Pretreatment measures included age, gender, years of formal education, cigarettes smoked per day, and the Fagerström Test for Nicotine Dependence (FTND)18. At each of the follow-up interviews, participants were asked if they had taken any varenicline (yes/no), if they were still taking varenicline (yes/no) – and if they had stopped taking the medication, whether it was due to side effects (yes/no), the proportion of varenicline pills typically taken during the prescribed 12 week interval (1=none; 2=very few; 3=about one half; 4=most; 5=all), and the number of days the prescribed pills had been taken. During each of the follow-up interviews participants were asked if they had smoked a cigarette, even a puff, in the last seven days.

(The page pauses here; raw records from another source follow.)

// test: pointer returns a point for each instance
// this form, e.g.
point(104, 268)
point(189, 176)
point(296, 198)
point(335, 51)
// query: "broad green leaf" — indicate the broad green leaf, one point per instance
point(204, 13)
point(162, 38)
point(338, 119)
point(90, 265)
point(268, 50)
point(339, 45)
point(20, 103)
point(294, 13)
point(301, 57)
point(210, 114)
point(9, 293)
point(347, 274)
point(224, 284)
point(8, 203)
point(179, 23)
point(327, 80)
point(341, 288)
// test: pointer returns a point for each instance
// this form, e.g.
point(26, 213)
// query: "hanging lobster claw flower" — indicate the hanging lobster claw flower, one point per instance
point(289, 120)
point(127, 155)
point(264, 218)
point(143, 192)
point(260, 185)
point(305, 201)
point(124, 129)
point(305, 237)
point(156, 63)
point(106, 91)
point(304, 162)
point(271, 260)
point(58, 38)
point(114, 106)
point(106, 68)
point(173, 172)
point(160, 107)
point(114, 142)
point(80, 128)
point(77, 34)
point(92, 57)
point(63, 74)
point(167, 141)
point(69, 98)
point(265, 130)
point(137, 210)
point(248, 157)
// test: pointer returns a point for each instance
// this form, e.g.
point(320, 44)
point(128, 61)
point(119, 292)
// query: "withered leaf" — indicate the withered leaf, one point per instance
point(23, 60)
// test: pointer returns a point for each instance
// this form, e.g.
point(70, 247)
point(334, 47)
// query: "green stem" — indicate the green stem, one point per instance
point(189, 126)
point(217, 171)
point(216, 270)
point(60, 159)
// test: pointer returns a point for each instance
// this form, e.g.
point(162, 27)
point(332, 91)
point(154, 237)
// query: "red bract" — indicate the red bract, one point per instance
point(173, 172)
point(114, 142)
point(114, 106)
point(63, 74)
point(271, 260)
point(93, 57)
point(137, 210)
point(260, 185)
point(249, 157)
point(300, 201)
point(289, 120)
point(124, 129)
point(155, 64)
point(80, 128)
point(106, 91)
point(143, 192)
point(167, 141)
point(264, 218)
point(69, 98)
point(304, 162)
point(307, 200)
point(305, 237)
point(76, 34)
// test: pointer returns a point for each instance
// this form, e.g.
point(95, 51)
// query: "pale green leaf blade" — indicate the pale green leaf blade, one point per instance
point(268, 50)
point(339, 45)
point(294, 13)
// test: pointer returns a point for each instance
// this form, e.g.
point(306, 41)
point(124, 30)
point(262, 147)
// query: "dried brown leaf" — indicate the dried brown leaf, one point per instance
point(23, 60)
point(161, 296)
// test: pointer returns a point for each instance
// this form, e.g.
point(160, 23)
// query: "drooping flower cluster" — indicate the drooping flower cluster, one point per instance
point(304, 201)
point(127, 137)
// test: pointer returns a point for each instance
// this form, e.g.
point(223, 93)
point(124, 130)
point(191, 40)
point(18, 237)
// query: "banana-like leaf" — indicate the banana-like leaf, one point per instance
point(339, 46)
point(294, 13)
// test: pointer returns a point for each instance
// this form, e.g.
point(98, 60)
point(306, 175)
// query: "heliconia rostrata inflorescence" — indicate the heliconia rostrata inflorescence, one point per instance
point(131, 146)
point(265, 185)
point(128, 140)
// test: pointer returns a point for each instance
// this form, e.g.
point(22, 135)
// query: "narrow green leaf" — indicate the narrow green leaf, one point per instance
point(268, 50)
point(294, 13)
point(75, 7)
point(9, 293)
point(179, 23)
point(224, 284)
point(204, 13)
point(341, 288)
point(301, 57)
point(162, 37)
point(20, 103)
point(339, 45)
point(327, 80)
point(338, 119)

Quit outcomes did not differ based on modality (phone, Web, combined) of behavioral counseling16.
During the interview at 21 days, participants were asked if they had experienced any nausea in the last month. Those participants who indicated they had experienced nausea were asked to rate its severity on a five-point scale as follows: 1=very mild, 2=mild, 3=moderate, 4=severe, and 5=very severe, while participants who indicated that they had not experienced any nausea were given a severity rating of 0=none.
COMPASS participants were invited by telephone to provide a saliva sample for DNA extraction for a National Institute of Drug Abuse-sponsored study being conducted by the Pharmacogenetics of Nicotine Addiction and Treatment (PNAT) consortium (http://www.pharmgkb.org/contributors/pgrn/pnat_profile.jsp). Complete details of saliva sample collection and processing can be found in Nishita et al19.
The sequence variant data available for association analyses of identified common and rare variants and 21 day nausea severity is described elsewhere13. In that study, a recently developed (454) and a traditional (Sanger) method of resequencing20, 21 were utilized to identify both common and rare sequence variation at ten nAChR subunit genes from DNA provided by COMPASS participants who self-identified as non-Hispanic white, had never used varenicline previously, and who had complete questionnaire data on smoking behaviors.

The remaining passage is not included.